A posição foi apresentada pelo porta-voz do governo russo, Dmitry Peskov, após surgirem informações de que integrantes da União Europeia avaliam a possibilidade de abrir novas conversas diplomáticas com Moscou.

Segundo Peskov, a Rússia considera que o rompimento das relações ocorreu por iniciativa dos governos europeus após o início do conflito em 2022, e por isso entende que qualquer tentativa de reaproximação deve partir do outro lado. O porta-voz reiterou que Moscou permanece disponível para negociações, desde que haja interesse concreto por parte dos líderes europeus.

União Europeia discute possível retomada de contatos

A movimentação diplomática acontece em um momento de crescente debate dentro da União Europeia sobre possíveis caminhos para ampliar os esforços de diálogo relacionados à guerra.

De acordo com informações divulgadas pela imprensa internacional, lideranças europeias vêm discutindo alternativas diante das dificuldades encontradas nas negociações internacionais sobre o conflito. O presidente do Conselho Europeu, António Costa, afirmou recentemente que vê potencial para um canal de conversa entre o bloco e Moscou.

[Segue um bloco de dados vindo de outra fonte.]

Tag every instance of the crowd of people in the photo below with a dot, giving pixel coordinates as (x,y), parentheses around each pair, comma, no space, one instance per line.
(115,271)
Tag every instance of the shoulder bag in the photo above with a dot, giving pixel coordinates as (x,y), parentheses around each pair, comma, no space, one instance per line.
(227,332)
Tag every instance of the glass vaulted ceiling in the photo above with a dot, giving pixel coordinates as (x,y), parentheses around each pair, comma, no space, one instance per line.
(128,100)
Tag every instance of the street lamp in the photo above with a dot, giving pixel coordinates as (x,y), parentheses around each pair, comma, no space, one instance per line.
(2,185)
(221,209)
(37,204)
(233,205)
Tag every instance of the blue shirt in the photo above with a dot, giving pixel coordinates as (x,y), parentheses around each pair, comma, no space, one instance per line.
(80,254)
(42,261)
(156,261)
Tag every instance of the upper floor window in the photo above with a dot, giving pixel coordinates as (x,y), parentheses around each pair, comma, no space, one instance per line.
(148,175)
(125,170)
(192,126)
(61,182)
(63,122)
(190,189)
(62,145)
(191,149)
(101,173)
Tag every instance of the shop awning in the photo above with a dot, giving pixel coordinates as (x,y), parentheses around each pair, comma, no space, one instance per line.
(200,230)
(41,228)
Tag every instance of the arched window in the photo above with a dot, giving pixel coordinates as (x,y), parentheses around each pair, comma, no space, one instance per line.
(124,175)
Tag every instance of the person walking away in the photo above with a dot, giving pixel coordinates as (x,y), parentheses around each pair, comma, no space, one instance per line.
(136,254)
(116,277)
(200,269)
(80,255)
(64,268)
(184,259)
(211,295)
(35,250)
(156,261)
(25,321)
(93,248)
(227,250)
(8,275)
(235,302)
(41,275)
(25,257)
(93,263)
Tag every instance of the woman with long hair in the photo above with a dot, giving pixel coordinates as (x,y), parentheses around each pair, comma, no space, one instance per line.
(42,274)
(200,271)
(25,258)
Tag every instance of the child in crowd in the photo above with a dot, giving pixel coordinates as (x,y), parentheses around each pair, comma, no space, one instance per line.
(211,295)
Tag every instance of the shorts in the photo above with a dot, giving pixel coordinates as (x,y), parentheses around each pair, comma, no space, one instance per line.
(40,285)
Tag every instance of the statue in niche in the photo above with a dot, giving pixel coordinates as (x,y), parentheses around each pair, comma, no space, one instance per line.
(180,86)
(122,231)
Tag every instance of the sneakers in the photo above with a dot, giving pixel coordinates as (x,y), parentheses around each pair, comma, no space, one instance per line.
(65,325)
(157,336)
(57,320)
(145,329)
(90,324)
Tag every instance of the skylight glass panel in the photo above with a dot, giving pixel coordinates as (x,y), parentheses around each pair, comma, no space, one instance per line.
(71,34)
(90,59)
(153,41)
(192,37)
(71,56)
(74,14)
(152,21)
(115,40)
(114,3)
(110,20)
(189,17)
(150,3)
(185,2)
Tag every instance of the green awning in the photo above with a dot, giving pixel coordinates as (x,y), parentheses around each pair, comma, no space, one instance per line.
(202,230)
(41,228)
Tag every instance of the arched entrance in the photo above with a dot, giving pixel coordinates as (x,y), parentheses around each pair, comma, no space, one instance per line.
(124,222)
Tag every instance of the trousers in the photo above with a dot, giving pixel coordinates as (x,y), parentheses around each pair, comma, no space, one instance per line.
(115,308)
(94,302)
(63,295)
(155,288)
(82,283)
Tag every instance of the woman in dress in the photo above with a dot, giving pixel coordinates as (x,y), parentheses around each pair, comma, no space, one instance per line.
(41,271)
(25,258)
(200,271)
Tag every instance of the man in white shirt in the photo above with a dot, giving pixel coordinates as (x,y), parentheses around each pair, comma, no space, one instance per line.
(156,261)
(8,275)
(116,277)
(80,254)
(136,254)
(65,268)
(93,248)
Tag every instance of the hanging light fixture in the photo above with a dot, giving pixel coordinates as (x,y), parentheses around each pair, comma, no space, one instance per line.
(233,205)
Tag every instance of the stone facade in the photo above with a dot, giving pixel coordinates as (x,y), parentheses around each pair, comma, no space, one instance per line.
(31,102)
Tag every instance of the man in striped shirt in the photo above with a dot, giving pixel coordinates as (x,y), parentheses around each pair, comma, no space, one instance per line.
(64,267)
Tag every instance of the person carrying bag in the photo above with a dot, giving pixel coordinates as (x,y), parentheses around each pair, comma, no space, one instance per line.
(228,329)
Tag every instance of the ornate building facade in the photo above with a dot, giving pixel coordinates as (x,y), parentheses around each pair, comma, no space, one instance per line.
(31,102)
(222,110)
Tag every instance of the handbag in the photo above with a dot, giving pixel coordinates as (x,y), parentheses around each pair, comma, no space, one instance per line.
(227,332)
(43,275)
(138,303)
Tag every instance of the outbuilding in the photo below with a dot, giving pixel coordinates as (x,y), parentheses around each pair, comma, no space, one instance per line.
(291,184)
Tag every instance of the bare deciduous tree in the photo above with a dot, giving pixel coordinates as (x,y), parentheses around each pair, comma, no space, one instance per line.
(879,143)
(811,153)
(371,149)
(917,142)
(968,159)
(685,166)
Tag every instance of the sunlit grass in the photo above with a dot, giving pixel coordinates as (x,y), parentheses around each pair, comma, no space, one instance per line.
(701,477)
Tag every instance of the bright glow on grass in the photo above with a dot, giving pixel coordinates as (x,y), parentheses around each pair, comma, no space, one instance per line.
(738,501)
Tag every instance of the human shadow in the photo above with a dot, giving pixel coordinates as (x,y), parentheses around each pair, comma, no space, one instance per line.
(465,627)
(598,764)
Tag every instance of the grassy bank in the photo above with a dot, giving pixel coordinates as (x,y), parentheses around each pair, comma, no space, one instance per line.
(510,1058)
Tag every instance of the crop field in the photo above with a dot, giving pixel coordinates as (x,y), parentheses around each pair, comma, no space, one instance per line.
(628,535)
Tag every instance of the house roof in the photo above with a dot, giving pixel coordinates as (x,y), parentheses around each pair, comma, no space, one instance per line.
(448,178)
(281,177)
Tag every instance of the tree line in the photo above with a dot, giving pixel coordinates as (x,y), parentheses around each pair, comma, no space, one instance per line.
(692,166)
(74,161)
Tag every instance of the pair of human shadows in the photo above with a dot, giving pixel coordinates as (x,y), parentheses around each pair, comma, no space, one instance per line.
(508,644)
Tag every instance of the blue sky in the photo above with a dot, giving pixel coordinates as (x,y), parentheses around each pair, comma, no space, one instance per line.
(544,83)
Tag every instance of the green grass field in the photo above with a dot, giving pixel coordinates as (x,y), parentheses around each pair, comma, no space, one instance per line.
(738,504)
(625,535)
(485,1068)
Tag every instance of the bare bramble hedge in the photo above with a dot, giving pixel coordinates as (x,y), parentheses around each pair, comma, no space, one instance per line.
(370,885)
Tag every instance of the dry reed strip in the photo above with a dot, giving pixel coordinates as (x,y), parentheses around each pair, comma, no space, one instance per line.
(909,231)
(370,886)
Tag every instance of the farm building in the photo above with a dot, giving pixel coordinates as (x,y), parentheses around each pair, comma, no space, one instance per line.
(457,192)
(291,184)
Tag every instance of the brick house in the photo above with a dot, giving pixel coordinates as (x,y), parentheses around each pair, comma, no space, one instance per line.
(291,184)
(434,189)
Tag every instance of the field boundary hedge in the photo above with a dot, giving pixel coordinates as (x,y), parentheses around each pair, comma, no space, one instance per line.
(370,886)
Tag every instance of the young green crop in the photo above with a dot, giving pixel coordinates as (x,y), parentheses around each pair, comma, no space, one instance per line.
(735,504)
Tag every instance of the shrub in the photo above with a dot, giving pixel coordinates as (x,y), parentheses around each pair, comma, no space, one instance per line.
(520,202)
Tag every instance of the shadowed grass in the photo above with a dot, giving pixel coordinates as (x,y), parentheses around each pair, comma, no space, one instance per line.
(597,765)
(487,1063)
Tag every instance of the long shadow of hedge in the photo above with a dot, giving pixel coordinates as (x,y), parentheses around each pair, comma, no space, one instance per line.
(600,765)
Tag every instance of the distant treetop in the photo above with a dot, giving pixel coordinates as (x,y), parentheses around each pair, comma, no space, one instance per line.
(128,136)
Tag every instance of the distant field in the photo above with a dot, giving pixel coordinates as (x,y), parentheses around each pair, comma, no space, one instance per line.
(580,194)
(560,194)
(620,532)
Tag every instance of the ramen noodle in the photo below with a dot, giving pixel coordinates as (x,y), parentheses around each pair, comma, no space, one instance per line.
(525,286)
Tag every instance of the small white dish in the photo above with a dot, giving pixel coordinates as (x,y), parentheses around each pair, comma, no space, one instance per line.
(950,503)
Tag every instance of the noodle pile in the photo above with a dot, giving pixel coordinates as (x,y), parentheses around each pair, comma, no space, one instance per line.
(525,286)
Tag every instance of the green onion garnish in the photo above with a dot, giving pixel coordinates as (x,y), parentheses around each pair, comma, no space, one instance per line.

As relações entre Rússia e países europeus sofreram forte deterioração após a invasão russa à Ucrânia em fevereiro de 2022. Desde então, sanções econômicas, envio de apoio militar a Kiev e trocas constantes de acusações ampliaram a distância diplomática entre Moscou e capitais europeias.

Enquanto líderes ocidentais mantêm críticas à atuação russa no conflito, o governo de Moscou acusa países europeus de ampliar as tensões ao fornecer recursos militares e apoio estratégico às forças ucranianas.

Apesar das recentes declarações, ainda não há confirmação oficial sobre uma agenda concreta de reuniões entre representantes russos e europeus. Analistas internacionais avaliam que qualquer avanço dependerá de mudanças políticas, diplomáticas e militares nos próximos meses.